Chaplains of both Houses.
Physicians who attend the deceased.
Committee of arrangement.
THE BODY,
(Pall borne by six members.)
The Relations of the deceased, with the
Senators and Representatives of the State
to which he belonged, as Mourners.
Sergeant at arms of the House of Representatives.
The House of Representatives,
Their Speaker and Clerk preceding.
The Senate of the United States.
The Vice-president and Secretary preceding,
THE PRESIDENT

The procession was of considerable extent, but not on foot, and the majority of the carriages were hired for the occasion. The body was interred in an open “grave yard” near the city. I did not see the monument erected on this occasion, but I presume it was in the same style as several others I had remarked in the same burying-ground, inscribed to the memory of members who had died at Washington. These were square blocks of masonry without any pretension to splendour.

CHAPTER XXI

Stonington—Great Falls of the Potomac

The greatest pleasure I had promised myself in visiting Washington was the seeing a very old friend, who had left England many years ago, and married in America; she was now a widow, and, as I believed, settled in Washington. I soon had the mortification of finding that she was not in the city; but ere long I learnt that her residence was not more than ten miles from it. We speedily met, and it was settled that we should pass the summer with her in Maryland, and after a month devoted to Washington, we left it for Stonington.

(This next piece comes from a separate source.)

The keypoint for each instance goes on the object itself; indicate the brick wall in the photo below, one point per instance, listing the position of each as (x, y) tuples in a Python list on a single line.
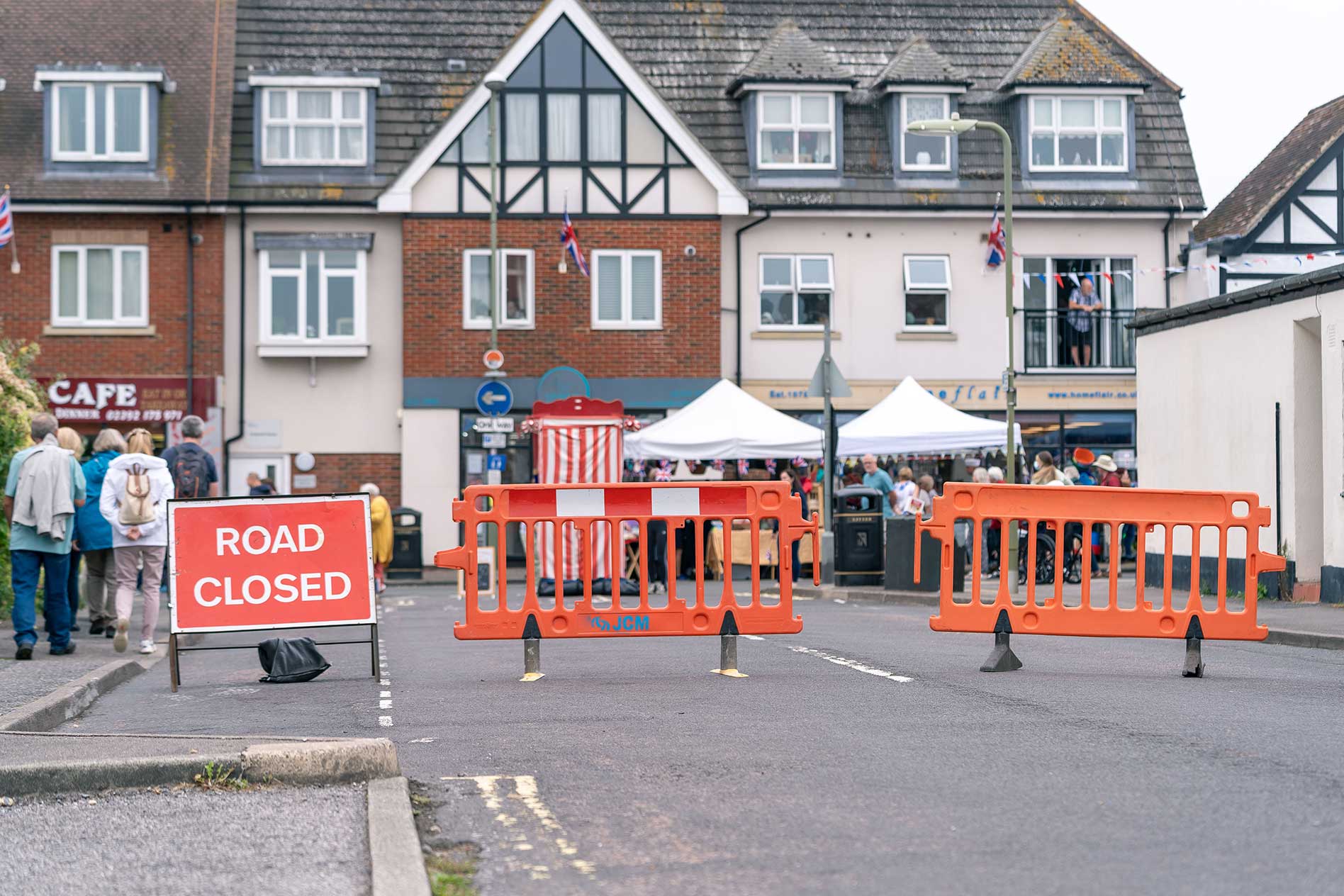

We arrived there the beginning of May, and the kindness of our reception, the interest we felt in becoming acquainted with the family of my friend, the extreme beauty of the surrounding country, and the lovely season, altogether, made our stay there a period of great enjoyment.

I wonder not that the first settlers in Virginia, with the bold Captain Smith of chivalrous memory at their head, should have fought so stoutly to dispossess the valiant father of Pocohantas of his fair domain, for I certainly never saw a more tempting territory. Stonington is about two miles from the most romantic point of the Potomac River, and Virginia spreads her wild, but beautiful, and most fertile Paradise, on the opposite shore. The Maryland side partakes of the same character, and perfectly astonished us by the profusion of her wild fruits and flowers.

We had not been long within reach of the great falls of the Potomac before a party was made for us to visit them; the walk from Stonington to these falls is through scenery that can hardly be called forest, park, or garden; but which partakes of all three. A little English girl accompanied us, who had but lately left her home; she exclaimed, “Oh! how many English ladies would glory in such a garden as this!” and in truth they might; cedars, tulip-trees, planes, shumacs, junipers, and oaks of various kinds, most of them new to us, shaded our path. Wild vines, with their rich expansive leaves, and their sweet blossom, rivalling the mignionette in fragrance, clustered round their branches. Strawberries in full bloom, violets, anemonies, heart’s-ease, and wild pinks, with many other, and still lovelier flowers, which my ignorance forbids me to name, literally covered the ground. The arbor judae, the dog-wood, in its fullest glory of star-like flowers, azalias, and wild roses, dazzled our eyes whichever way we turned them. It was the most flowery two miles I ever walked.

The sound of the falls is heard at Stonington, and the gradual increase of this sound is one of the agreeable features of this delicious walk. I know not why the rush of waters is so delightful to the ear; all other monotonous sounds are wearying, and harass the spirits, but I never met any one who did not love to listen to a waterfall. A rapid stream, called the “Branch Creek,” was to be crossed ere we reached the spot where the falls are first visible. This rumbling, turbid, angry little rivulet, flows through evergreens and flowering underwood, and is crossed a plusieures reprises, by logs thrown from rock to rock. The thundering noise of the still unseen falls suggests an idea of danger while crossing these rude bridges, which hardly belongs to them; having reached the other side of the creek, we continued under the shelter of the evergreens for another quarter of a mile, and then emerged upon a sight that drew a shout of wonder and delight from us all. The rocky depths of an enormous river were opened before our eyes and so huge are the black crags that inclose it, that the thundering torrents of water rushing through, over, and among the rocks of this awful chasm, appear lost and swallowed up in it.

The river, or rather the bed of it, is here of great width, and most frightful depth, lined on all sides with huge masses of black rock of every imaginable form. The flood that roars through them is seen only at intervals; here in a full heavy sheet of green transparent water, falling straight and unbroken; there dashing along a narrow channel, with a violence that makes one dizzy to see and hear. In one place an unfathomed pool shows a mirror of inky blackness, and as still as night; in another the tortured twisted cataract tumbles headlong in a dozen different torrents, half hid by the cloud of spray they send high into the air. Despite this uproar, the slenderest, loveliest shrubs, peep forth from among these hideous rocks, like children smiling in the midst of danger. As we stood looking at this tremendous scene, one of our friends made us remark, that the poison alder, and the poison vine, threw their graceful, but perfidious branches, over every rock, and assured us also that innumerable tribes of snakes found their dark dwellings among them.